Her hands and feet are cool.

     An IV is started and IV fluid is infused.  She is also 
given an IV dose of ceftriaxone.  She begins to have 
extensor posturing with arching of her back.  She keeps 
her head to the right.  She also develops tonic-clonic 
movements of her left upper extremity, and is therefore 
given a IV lorazepam followed by phenytoin.

What work-up would you recommend?  

     Because of the infant's fever, nuchal rigidity, 
lethargy, and focal neurologic abnormalities, a 
diagnosis of meningitis and/or encephalitis is 
suspected.  A lumbar puncture is performed which 
shows fluid that is questionably hazy (minimally).  She 
is given IV acyclovir and vancomycin (ceftriaxone was 
given earlier).  The laboratory analysis of the CSF 
shows 105 RBCs and 40 WBCs per cubic mm with 10% 
segs, 80% lymphs, and 10% monos, glucose 75, 
protein 59.  The Gram stain shows no organisms.  
These clinical and laboratory findings are most 
consistent with which of the following possibilities:
     Aseptic meningitis
     Bacterial meninigitis
     Tuberculous meninigitis
     Viral encephalitis
     Brain abscess
     Cerebrovascular accident
     Shaken infant syndrome

     The CSF analysis is consistent with aseptic 
meningitis, but since this is usually a benign clinical 
entity, this child who is very sick, is not likely to have 
just aseptic meningitis.  Bacterial meningitis is not likely 
(practically not possible) given this CSF analysis.  
Tuberculous meningitis is possible, but the clinical 
course is too acute for this.  Viral encephalitis is the 
most likely since the CSF analysis suggests a viral 
picture and the patient's poor neurological status is 
consistent with an acute encephalitis.  Additionally, the 
skin lesions on the patient's face may be herpes 
simplex lesions.  Brain abscess is another possibility 
which needs to be ruled out by imaging.  
Cerebrovascular accident cannot be ruled out, but it is 
less likely.  Shaken infant syndrome is usually 
associated with CSF which is grossly bloody.  Brain 
imaging studies will help to obtain a more definitive 
diagnosis.  A CT and a MRI are performed.

View her CT scan.

     The CT scan without contrast demonstrates (upper 
two images) some hypodensity in the thalami and 
temporal lobes, indicative of bilateral cortical and 
subcortical edema.  After the administration of IV 
contrast (lower two images), there is meningeal 
enhancement at the margins of the abnormal 
parenchyma, as well as mild central enhancement.
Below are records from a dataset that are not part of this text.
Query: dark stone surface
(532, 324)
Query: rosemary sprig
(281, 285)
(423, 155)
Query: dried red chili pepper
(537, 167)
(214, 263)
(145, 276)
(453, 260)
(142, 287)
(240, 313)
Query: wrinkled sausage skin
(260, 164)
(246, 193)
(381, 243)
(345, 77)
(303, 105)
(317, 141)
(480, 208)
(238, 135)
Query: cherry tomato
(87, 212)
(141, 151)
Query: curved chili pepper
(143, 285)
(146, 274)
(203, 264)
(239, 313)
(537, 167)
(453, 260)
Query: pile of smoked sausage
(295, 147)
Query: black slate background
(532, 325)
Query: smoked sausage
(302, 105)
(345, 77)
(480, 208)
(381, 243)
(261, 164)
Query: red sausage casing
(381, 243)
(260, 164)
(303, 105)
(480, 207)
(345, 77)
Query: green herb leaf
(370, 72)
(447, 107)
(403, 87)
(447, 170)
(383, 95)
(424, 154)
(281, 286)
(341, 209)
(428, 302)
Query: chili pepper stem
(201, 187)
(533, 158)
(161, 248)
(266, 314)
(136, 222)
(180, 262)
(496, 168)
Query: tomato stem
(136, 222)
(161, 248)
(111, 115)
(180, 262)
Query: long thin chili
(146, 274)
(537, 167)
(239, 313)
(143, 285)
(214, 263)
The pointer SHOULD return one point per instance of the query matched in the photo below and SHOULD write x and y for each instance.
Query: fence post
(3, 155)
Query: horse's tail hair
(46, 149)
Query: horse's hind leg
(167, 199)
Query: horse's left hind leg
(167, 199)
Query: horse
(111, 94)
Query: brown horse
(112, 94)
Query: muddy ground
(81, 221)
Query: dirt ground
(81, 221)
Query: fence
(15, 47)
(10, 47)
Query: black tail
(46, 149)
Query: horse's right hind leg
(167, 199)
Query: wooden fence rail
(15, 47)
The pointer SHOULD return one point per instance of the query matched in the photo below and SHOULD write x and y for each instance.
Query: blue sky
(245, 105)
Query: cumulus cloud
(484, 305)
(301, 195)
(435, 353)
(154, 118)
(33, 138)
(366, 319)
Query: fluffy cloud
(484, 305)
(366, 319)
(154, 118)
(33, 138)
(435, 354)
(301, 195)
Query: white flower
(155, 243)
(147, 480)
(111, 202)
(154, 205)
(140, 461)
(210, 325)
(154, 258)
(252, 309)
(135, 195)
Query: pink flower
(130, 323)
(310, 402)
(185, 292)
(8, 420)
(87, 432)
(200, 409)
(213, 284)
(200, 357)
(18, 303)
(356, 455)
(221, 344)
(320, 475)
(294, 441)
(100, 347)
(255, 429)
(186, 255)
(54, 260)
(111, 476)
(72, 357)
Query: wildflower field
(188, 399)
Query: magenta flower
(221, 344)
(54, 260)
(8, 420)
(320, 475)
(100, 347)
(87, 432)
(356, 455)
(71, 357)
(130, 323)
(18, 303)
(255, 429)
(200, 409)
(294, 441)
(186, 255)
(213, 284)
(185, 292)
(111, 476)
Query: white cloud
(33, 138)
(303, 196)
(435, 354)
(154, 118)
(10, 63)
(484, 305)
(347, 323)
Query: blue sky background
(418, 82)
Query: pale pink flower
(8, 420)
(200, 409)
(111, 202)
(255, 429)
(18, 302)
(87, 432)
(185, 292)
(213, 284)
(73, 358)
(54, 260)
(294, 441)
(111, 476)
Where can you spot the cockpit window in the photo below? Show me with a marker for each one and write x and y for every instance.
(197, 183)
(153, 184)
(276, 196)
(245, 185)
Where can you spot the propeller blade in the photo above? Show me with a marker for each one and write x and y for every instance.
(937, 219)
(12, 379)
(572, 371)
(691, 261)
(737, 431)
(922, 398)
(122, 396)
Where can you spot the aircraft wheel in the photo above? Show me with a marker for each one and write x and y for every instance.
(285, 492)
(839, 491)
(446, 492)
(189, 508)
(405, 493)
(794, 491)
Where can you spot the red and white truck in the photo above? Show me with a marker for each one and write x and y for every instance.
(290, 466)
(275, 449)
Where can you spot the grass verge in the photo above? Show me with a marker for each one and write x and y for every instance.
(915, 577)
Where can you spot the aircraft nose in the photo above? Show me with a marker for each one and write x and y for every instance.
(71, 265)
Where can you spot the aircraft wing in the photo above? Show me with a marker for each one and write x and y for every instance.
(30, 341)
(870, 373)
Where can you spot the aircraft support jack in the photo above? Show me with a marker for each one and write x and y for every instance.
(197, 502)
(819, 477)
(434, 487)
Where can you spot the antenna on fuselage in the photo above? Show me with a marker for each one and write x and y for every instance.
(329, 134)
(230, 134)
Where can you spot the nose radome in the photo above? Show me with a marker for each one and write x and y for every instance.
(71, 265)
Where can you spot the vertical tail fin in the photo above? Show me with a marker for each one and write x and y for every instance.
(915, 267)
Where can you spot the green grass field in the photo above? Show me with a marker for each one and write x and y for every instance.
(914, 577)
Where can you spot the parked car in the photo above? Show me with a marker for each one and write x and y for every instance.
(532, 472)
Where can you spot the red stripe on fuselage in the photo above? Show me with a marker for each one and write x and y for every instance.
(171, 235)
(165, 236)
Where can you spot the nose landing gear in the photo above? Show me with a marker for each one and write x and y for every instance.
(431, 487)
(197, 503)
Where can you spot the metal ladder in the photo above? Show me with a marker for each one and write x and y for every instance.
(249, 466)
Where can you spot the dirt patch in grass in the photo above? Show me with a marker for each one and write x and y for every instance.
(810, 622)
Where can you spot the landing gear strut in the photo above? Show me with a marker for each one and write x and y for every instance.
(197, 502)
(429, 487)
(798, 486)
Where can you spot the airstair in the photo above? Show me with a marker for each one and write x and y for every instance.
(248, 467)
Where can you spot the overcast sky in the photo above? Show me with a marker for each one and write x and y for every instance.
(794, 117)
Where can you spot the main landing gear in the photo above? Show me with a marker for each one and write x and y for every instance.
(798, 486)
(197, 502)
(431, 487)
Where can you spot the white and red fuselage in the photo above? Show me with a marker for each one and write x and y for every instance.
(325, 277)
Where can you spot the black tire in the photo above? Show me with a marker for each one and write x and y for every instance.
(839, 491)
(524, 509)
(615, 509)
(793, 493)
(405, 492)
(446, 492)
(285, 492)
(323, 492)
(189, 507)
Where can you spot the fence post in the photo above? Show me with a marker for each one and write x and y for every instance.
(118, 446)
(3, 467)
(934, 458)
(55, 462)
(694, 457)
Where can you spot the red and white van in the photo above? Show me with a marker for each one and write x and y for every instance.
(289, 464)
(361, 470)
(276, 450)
This 
is consistent with a breach in the blood-brain barrier 
following vasculitis.  There is no evidence of herniation.

View her MRI scan.

     The areas of increased signal intensity in the MRI 
scan indicate the presence of abnormal water, 
consistent with the CT scan findings of 
cortico-medullary edema in the bilateral 
temporoparietal lobes. There is also meningeal 
enhancement over the affected areas of the brain.
     The above findings are compatible with bilateral 
temporoparietal lobe meningoencephalitis.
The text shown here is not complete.